Even with the enigmatic Queens of the Stone Age frontman apparently not feeling at his best, the resulting show, especially his own performance, at the N.I.A. in Birmingham was nothing short of fantastic. There are many great American rock performers around but Josh Homme encapsulates the definition of cool, the Steve McQueen with a guitar and a sense of the lyrical, to the point of every person inside the arena wanting to either be him or at least having even the smallest measure of his writing and musical ability.

The tour comes on the back of the success of the phenomenal album …Like Clockwork, a piece of recording history that should certainly be in the top 50 albums of the year across all genres. As the bodies down the front of the audience crunched and slammed in time with each beat, the crowd in the seated positions jiggled furiously at each strum of the guitar and seemingly each individual person having a smile as broad as an English cricketer taking 10 wickets in Australia, the Queens of the Stone Age played tracks from …Like Clockwork and their prestigious back catalogue including the superb No One Knows, The Lost Art of Keeping A Secret, the brilliant If I Had A Tail, Little Sister, the brutal honesty of Fairweather Friends, I Sat By The Ocean and the wonderful moodiness of The Vampyre of Time and Memory.

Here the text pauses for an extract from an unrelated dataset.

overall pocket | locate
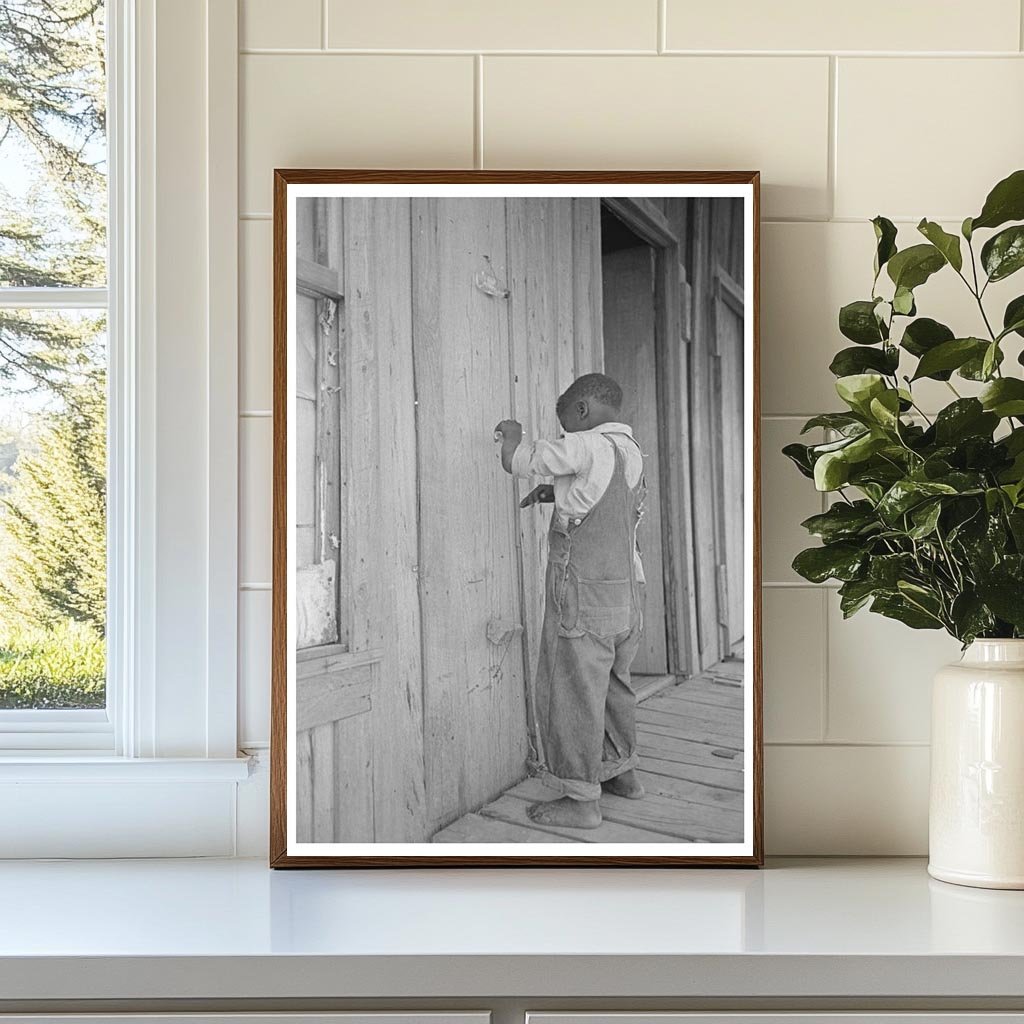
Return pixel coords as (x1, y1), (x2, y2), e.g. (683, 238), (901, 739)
(577, 580), (633, 637)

On this showing it is no wonder that the tour has gone done as well as it has, for many in the Birmingham crowd, an audience that has to be said really knows their Rock, it could only be bettered by their own Black Sabbath dropping in unexpectedly to lend a hand.

If Josh Homme was feeling unwell beforehand, then in it goes to show that given the right crowd, the right venue and the blistering energy of Rock, nobody can stay too bad for long, a great night…a tremendous night of great Rock.